From Dr. Gene Wengert, technical advisor, Sawing and Drying Forum:
A blade will want to follow the grain and will also tend to go where there is less material to cut (toward the bark). We control the direction by using a lot of tension. Regarding butt end or top end first, if full taper (cutting parallel to the bark) is not used, when cutting from the butt end the blade will want to follow the grain and will tend to move toward the bark until the tension or guides limit that movement. The advantage of starting at the butt when not sawing parallel to the bark is that you can saw short pieces of lumber. If you start at the top, the blade will be in the air and then when it starts to contact the log will initially try to avoid going into the log. Once in the log, it will try to follow the grain, etc. As mentioned several times in earlier postings, tension is the way we direct the blade to follow the path that we want. Note that the blade in a circular mill is set into the log a little bit (called lead). I do not recall that band blades have lead, mainly because it would be so hard to measure the lead on a narrow piece of band.
From contributor D:
The lead on a circle mill is critical to sawing. Without it, the blade will run hard to the outside, causing heating which in turn will damage the blade.

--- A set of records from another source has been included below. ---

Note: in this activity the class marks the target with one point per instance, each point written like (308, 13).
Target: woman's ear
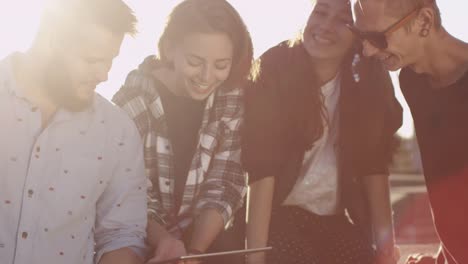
(168, 50)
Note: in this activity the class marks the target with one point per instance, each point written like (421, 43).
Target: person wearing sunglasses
(434, 81)
(317, 138)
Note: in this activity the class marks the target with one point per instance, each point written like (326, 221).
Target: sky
(269, 22)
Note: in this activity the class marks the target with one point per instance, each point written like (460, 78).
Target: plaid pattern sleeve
(215, 178)
(134, 97)
(225, 184)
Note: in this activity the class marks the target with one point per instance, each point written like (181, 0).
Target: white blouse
(316, 189)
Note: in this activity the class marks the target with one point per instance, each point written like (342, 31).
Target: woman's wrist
(194, 251)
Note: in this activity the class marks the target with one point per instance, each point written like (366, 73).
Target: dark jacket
(273, 135)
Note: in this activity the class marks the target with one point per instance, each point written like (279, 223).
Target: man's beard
(59, 88)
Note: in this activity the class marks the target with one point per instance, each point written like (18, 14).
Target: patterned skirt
(300, 237)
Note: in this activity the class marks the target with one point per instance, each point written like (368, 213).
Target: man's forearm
(206, 228)
(378, 193)
(121, 256)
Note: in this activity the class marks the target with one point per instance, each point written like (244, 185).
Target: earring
(424, 32)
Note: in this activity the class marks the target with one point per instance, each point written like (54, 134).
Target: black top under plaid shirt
(215, 178)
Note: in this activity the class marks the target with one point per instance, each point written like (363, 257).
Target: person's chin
(198, 93)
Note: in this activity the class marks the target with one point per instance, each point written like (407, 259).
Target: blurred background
(270, 22)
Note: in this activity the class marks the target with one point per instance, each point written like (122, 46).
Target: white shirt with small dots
(72, 191)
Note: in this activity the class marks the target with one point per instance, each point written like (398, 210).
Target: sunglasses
(379, 39)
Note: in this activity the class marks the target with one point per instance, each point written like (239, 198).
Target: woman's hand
(168, 248)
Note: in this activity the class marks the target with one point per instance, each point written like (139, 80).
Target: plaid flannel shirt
(215, 178)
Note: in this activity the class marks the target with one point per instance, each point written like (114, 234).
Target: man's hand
(390, 256)
(256, 258)
(168, 248)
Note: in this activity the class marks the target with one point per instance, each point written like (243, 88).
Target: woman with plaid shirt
(187, 105)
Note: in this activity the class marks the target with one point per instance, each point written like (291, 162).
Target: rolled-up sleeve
(226, 183)
(121, 209)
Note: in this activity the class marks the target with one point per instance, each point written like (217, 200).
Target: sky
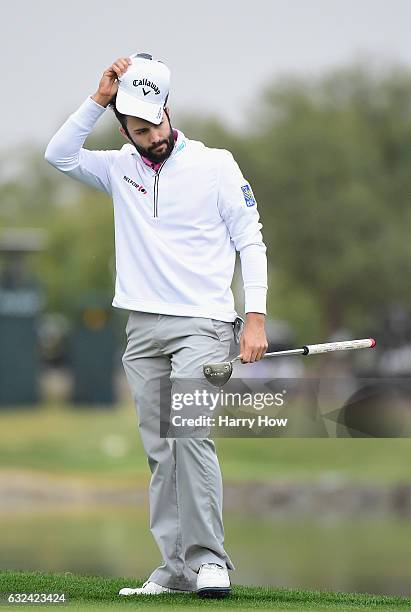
(222, 53)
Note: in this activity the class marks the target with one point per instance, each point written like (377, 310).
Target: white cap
(143, 88)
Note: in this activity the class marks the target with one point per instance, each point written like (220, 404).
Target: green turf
(94, 592)
(62, 440)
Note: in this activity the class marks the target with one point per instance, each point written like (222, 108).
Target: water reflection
(349, 555)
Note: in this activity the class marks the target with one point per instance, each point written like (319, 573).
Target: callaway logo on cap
(143, 88)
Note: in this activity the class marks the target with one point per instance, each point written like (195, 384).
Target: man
(181, 210)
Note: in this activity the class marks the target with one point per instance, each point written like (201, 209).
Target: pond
(346, 554)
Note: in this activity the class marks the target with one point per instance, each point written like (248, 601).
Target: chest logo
(136, 185)
(248, 195)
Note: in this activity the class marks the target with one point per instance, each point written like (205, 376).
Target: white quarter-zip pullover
(177, 229)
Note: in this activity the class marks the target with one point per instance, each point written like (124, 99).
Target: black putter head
(218, 373)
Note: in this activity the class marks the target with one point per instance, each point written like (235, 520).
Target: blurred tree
(329, 163)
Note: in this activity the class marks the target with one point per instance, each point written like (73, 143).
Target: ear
(123, 133)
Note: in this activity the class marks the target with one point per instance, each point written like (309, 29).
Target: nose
(156, 137)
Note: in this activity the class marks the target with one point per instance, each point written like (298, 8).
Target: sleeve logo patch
(248, 195)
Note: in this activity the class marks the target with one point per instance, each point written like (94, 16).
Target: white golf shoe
(213, 581)
(149, 588)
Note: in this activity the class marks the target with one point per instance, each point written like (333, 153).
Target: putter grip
(349, 345)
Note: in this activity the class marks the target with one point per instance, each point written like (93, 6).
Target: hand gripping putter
(219, 373)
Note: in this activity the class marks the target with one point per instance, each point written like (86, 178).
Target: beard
(152, 153)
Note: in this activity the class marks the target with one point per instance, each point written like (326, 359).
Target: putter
(219, 373)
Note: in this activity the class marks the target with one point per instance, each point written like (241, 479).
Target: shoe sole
(214, 592)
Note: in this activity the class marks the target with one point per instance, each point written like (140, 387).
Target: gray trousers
(186, 491)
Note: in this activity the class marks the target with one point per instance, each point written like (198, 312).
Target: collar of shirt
(156, 165)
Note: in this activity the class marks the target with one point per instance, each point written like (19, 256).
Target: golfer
(181, 211)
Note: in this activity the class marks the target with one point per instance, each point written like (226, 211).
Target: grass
(104, 445)
(101, 593)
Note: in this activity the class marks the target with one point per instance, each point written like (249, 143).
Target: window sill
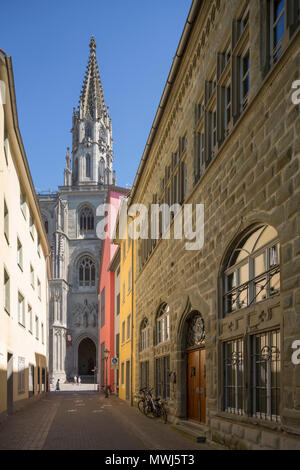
(251, 307)
(249, 420)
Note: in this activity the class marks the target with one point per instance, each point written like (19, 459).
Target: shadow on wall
(20, 385)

But circle milling and bandmilling have nothing in common. Tension would be the critical point in bandmilling from all I have read on them and using my buddy's small mill.
From contributor H:
I also found this when the blade roller (mostly the outside one) was not parallel to the bed. I suggest the blade actually should just tilt up, away from the bed and into the roller -just a smidge. If the blade is tilted slightly down away from the roller towards the bed, it will pull away and cause the dip. And yes, you should enter slowly; picking up speed after the entire blade is in the wood. It is even more prone to happen when going butt first.